Adrenomedullin (ADM) is a vasodilator that causes natriuresis and diuresis. However, the direct effect of ADM on osmotic water permeability in the rat inner medullary collecting duct (IMCD) has not been tested. We investigated whether ADM and its ADM receptor components (CRLR, RAMP2, and 3) are expressed in rat inner medulla (IM) and whether ADM regulates osmotic water permeability in isolated perfused rat IMCDs. The mRNAs of ADM, CRLR, and RAMP2 and 3 were detected in rat IM. Abundant protein of CRLR and RAMP3 were also seen but RAMP2 protein level was extremely low. Adding ADM (100 nM) to the bath significantly decreased osmotic water permeability. ADM significantly decreased aquaporin-2 (AQP2) phosphorylation at Serine 256 (pS256) and increased it at Serine 261 (pS261). ADM significantly increased cAMP levels in IM. However, inhibition of cAMP by SQ22536 further decreased ADM-attenuated osmotic water permeability. Stimulation of cAMP by roflumilast increased ADM-attenuated osmotic water permeability.

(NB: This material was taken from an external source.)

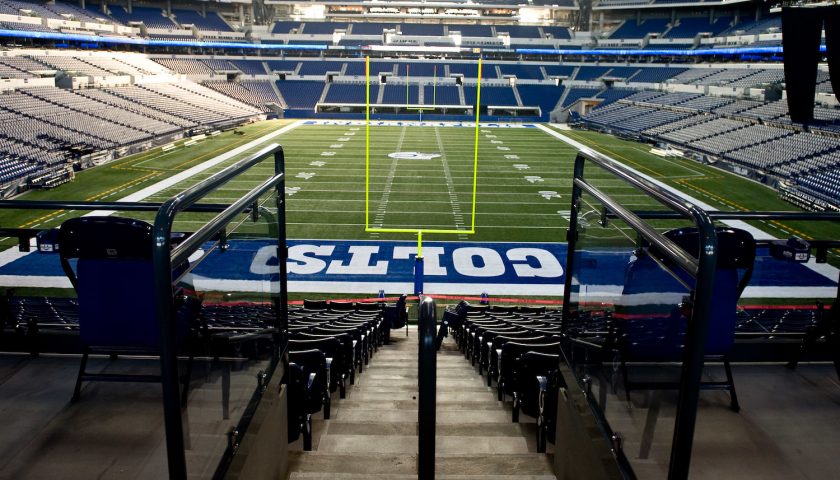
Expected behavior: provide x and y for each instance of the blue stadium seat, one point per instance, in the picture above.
(114, 281)
(651, 321)
(396, 316)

Previous studies show that ADM also stimulates phospholipase C (PLC) pathways including protein kinase C (PKC) and cGMP. We tested whether PLC pathways regulate ADM-attenuated osmotic water permeability. Blockade of either PLC by U73122 or PKC by rottlerin significantly augmented the ADM-attenuated osmotic water permeability and promoted pS256-AQP2 but did change pS261-AQP2. Inhibition of cGMP by L-NAME did not change AQP2 phosphorylation. In conclusion, ADM primarily binds to the CRLR-RAMP3 receptor to initiate signaling pathways in the IM. ADM reduced water reabsorption through a PLC-pathway involving PKC. ADM-attenuated water reabsorption may be related to decreased trafficking of AQP2 to the plasma membrane. cAMP is not involved in ADM-attenuated osmotic water permeability.